Quand l’os se fissure de fatigue

Un pictogramme avec un homme qui fait du sport. © Horizons

Des microfissures apparaissent dans les os lorsque ceux-ci sont soumis à un stress mécanique répété. Ces dommages microscopiques sont souvent indétectables avant que l’os ne se fracture. Comment les déceler, les prévenir, voire les traiter? Par Anton Vos

Les fractures de fatigue des os représentent près de 20% de toutes les blessures dans le sport. Le problème, c’est que les prémisses de ces ruptures, provoquées par un stress mécanique chronique imposé au squelette, sont des microfissures éminemment fines quasiment indétectables par radiographie médicale avant la rupture fatidique. Afin de mieux connaître leur apparition et les mécanismes qui président à leur propagation dans le tissu osseux, Claire Acevedo, post-doctorante au Lawrence Berkeley National Laboratory (Université de Berkeley) en Californie, a récemment testé un modèle de souris capable de reproduire et d’étudier le phénomène. Une publication sur le sujet est en préparation.
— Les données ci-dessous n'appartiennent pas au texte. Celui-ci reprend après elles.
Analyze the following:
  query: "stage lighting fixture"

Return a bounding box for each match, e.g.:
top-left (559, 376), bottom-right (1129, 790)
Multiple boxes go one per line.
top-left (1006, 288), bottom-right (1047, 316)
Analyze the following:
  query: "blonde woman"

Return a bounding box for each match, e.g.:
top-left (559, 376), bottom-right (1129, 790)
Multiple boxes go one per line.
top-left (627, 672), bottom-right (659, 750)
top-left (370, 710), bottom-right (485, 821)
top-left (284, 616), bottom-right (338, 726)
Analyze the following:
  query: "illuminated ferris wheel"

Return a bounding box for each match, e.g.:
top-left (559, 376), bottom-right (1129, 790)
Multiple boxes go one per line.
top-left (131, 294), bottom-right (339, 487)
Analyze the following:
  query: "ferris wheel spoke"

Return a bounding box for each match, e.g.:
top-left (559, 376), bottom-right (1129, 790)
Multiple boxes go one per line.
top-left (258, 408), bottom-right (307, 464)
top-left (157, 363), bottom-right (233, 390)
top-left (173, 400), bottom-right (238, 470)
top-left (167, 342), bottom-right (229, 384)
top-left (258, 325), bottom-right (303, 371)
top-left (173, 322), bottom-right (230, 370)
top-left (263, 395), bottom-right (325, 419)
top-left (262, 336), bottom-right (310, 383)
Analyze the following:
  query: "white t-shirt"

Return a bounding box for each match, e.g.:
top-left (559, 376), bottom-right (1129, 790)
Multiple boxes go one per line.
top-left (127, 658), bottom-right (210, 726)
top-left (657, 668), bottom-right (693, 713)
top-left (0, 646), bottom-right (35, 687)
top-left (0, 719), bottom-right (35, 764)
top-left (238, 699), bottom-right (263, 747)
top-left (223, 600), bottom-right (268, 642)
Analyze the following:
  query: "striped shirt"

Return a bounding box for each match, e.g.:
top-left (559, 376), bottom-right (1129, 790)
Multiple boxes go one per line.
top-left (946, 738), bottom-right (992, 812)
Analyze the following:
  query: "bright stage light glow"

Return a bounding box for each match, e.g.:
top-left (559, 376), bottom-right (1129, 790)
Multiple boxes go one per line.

"Les fractures de fatigue sont particulièrement insidieuses, car elles touchent des os en bonne santé et surviennent en l’absence de choc important, explique Claire Acevedo. Les microfissures se font jour généralement sur les os supportant le poids du corps comme le tibia, le péroné ou les métatarses. Elles sont aussi fines que des cheveux et se propagent lentement. Ce sont les sportifs de haut niveau (coureurs, danseurs, etc.) ou les militaires suivant un entraînement intensif qui sont le plus touchés. Le processus d’autoréparation de l’os n’est alors pas assez rapide pour prévenir l’accumulation de ces fissures."

Semblable fracture ne touche cependant pas que les sportifs. Son incidence augmente en effet avec l’âge, le risque d’ostéoporose, la présence de certaines maladies comme l’ostéogenèse imparfaite (appelée aussi la maladie dite des "os de verre") ou, paradoxalement, la prise sur le long terme de certains médicaments contre l’ostéoporose.

Expériences sur les animaux

N’étant pas détectables par les radiographies médicales aux rayons X classiques, les mécanismes de fissuration par fatigue à travers la microstructure complexe de l’os sont encore largement méconnus. Et la seule manière d’étudier leur naissance et leur évolution ainsi que la capacité de l’os à résister et à se réparer lui-même consiste à mener des expériences sur des animaux vivants.

Dans un deuxième temps, la chercheuse a soumis une douzaine de rongeurs vivants – et anesthésiés – à des conditions de stress mécanique similaires mais en s’arrêtant bien avant la fracture de l’os. Les animaux ont ensuite été sacrifiés pour l’analyse de leur squelette après des périodes de repos variables (entre 0 et 14 jours). "Les rayons X de laboratoire ne nous permettant pas de visualiser les lésions microscopiques, il était difficile de savoir si les tibias commençaient à se fissurer tant que les souris étaient vivantes, souligne la scientifique. Heureusement, nous avons pu atteindre notre objectif dès la première tentative."

Musique d’avenir

A l’aide de mesures au microscope confocal à balayage laser, la chercheuse a en effet pu observer la présence de dommages diffus – qui donnent ensuite naissance aux microfissures de fatigue – à différents stades de développement ainsi que le processus d’autoréparation sous la forme d’une production de matière osseuse. "Il s’agit d’un résultat majeur de notre travail, estime-t-elle. Cela suggère que même les dommages diffus, habituellement considérés comme trop fins pour donner le signal à l’os de se réparer, participent néanmoins à l’activation des mécanismes d’autoréparation."